60代で映画監督デビューした理由。2年かけて脚本を制作

──今作で初めて映画監督に挑戦されましたが、きっかけは何でしたか?

「俺はバンドとか不良になる前は、かわいい男の子だったんで(笑)、もともと絵を描いたりひとりで映画館に行くのが好きでした。でもそのうちカツアゲに遭ったりして、“これは不良にならないとまずいな……”って。そういう道に行ったら、音楽と不良がリンクしていたんだよね。
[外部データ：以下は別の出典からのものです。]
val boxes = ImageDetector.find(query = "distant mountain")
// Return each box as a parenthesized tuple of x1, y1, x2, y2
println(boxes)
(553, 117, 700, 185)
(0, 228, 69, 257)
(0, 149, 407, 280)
『GOLDFISH』を撮るきっかけは、アナーキーの初期に手伝っていただいていたスタッフが今は映画のプロデューサーをしていて、マリが亡くなったのもあってその人から俺の軌跡みたいなものを映画として撮らないかって言われたこと。映画が好きだったから興味があったけれど、最初はちょっと荷が重かった」

──監督をされるうえで、プレッシャーがあったのですか?

ファンにとってはみんな知っていることじゃないですか。“俺らのアナーキーはこんなんじゃなかった”みたいな、自分の思い出のまま語られたら面倒だなって思って。だからドキュメンタリーにはしませんでした。バンドのドキュメンタリーだと昔、バンドマンに殴られた人は観たくないでしょ(笑)。それにバンドや音楽映画になるとジャンルがすごくカテゴライズされてしまう。でも恋愛や死っていうテーマなら誰でも経験することだから、多くの人に観られる映画にしたかったんだよね

──映画製作で苦労された部分は?

「映画の設計図になる脚本を作るのに2年かかっているからね。俺もマリが刑務所から出てきて一緒に仕事をしていた人とか、いろんな人にインタビュー取材しました。脚本家の港(岳彦)さんも俺にいろいろと聞いてきて、刑事ドラマみたいにホワイトボードに相関図を書いて、“ここはフィクションにして、こういうエピソードがあったことにしよう”とか言いながらアイデアを出し合いました。俺はプライベートでは男の子の父親だけれど、映画ではニコっていう女の子を永瀬さんの娘役で出して。キーパーソンになるのは女の子のほうが神秘的な感じがしたんです」

(c)2023 GOLDFISH製作委員会

──映画の中でのライブシーンは、臨場感がありました。撮影法にこだわりましたか?

音楽を扱った映画って、ライブシーンがちょっとシラけちゃったりするんだよね。観ている側から“当て振り(※)だ”って思われちゃったら、音楽をやっている人間からするともっと感じるから。だから、映画では演奏シーンは極力少なくしようと思いました。でも、例えば織田信長役を演じるときに織田信長本人に話を聞くことはできないけれど(笑)、この映画はバンドマンが映画監督をしているわけだから、俳優も聞きやすかったと思うよ」

※録音済み音源を流し、それに合わせて楽器を演奏するふりをすること。